Servire servizio diaconia..  Vocazione al servizio.

§253#. Vorrei ora soffermarmi sulla vocazione intesa nel senso specifico della chiamata al servizio missionario verso gli altri. Siamo chiamati dal Signore a partecipare alla sua opera creatrice, offrendo il nostro contributo al bene comune sulla base delle capacità che abbiamo ricevuto.

 

§254#. Questa vocazione missionaria riguarda il nostro servizio agli altri. Perché la nostra vita sulla terra raggiunge la sua pienezza quando si trasforma in offerta. Ricordo che "la missione al cuore del popolo non è una parte della mia vita, o un ornamento che mi posso togliere, non è un'appendice, o un momento tra i tanti dell'esistenza. È qualcosa che non posso sradicare dal mio essere se non voglio distruggermi. Io sono una missione su questa terra, e per questo mi trovo in questo mondo".[139] Di conseguenza, dobbiamo pensare che ogni pastorale è vocazionale, ogni formazione è vocazionale e ogni spiritualità è vocazionale.

 

§255#. La tua vocazione non consiste solo nelle attività che devi fare, anche se si esprime in esse. È qualcosa di più, è un percorso che orienterà molti sforzi e molte azioni verso una direzione di servizio. Per questo, nel discernimento di una vocazione è importante vedere se uno riconosce in se stesso le capacità necessarie per quel servizio specifico alla società.

 

§265#. Al matrimonio bisogna prepararsi, e questo richiede di educare sé stessi, di sviluppare le migliori virtù, specialmente l'amore, la pazienza, la capacità di dialogo e di servizio.
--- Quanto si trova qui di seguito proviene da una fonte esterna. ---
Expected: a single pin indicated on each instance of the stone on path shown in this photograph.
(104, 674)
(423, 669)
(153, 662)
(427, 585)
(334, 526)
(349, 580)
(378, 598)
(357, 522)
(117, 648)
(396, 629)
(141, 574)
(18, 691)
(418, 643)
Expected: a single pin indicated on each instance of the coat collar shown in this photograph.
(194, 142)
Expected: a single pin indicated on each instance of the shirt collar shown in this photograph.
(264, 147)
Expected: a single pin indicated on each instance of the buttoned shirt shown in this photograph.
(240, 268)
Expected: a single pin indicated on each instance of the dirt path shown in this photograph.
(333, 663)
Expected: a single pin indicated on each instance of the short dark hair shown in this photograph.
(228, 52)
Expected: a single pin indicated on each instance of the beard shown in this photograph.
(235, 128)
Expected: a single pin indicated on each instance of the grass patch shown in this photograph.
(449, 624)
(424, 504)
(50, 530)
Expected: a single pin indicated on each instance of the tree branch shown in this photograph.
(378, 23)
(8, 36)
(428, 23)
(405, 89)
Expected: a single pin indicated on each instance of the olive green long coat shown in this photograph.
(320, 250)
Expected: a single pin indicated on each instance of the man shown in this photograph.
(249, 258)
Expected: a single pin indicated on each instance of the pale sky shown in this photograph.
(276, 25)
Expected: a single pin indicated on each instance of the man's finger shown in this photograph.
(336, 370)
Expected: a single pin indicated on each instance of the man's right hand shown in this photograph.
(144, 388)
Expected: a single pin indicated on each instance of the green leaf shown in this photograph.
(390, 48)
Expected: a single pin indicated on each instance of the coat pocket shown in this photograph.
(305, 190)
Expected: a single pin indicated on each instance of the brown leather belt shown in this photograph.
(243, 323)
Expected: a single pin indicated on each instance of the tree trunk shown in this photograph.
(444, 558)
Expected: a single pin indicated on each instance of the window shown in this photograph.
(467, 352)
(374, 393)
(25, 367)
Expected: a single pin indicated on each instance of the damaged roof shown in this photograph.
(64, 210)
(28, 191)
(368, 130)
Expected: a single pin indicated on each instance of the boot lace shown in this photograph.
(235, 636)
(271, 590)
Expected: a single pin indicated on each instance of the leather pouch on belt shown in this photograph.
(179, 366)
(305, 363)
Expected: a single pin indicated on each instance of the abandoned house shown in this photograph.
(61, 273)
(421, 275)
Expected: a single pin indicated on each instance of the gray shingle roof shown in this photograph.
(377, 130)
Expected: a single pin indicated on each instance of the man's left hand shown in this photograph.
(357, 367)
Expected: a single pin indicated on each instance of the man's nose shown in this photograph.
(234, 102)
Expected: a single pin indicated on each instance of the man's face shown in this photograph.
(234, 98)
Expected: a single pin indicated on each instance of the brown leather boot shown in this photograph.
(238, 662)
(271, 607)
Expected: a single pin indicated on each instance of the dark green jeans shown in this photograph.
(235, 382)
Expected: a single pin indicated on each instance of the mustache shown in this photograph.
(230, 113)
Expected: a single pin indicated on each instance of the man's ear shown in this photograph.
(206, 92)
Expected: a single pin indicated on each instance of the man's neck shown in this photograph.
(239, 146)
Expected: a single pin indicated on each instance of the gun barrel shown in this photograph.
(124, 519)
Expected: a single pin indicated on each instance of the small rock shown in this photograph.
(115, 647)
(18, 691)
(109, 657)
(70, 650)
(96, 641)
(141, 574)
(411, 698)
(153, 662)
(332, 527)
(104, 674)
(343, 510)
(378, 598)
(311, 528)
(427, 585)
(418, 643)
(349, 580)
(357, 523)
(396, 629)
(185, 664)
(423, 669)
Implica anche educare la propria sessualità, in modo che sia sempre meno uno strumento per usare gli altri e sempre più una capacità di donarsi pienamente a una persona in modo esclusivo e generoso.

 

§285#. Quando si tratta di discernere la propria vocazione, è necessario porsi varie domande. Non si deve iniziare chiedendosi dove si potrebbe guadagnare di più, o dove si potrebbe ottenere più fama e prestigio sociale, ma non si dovrebbe nemmeno cominciare chiedendosi quali compiti ci darebbero più piacere. Per non sbagliarsi, occorre cambiare prospettiva e chiedersi: io conosco me stesso, al di là delle apparenze e delle mie sensazioni? So che cosa dà gioia al mio cuore e che cosa lo intristisce? Quali sono i miei punti di forza e i miei punti deboli? Seguono immediatamente altre domande: come posso servire meglio ed essere più utile al mondo e alla Chiesa? Qual è il mio posto su questa terra? Cosa potrei offrire io alla società? Ne seguono altre molto realistiche: ho le capacità necessarie per prestare quel servizio? Oppure, potrei acquisirle e svilupparle?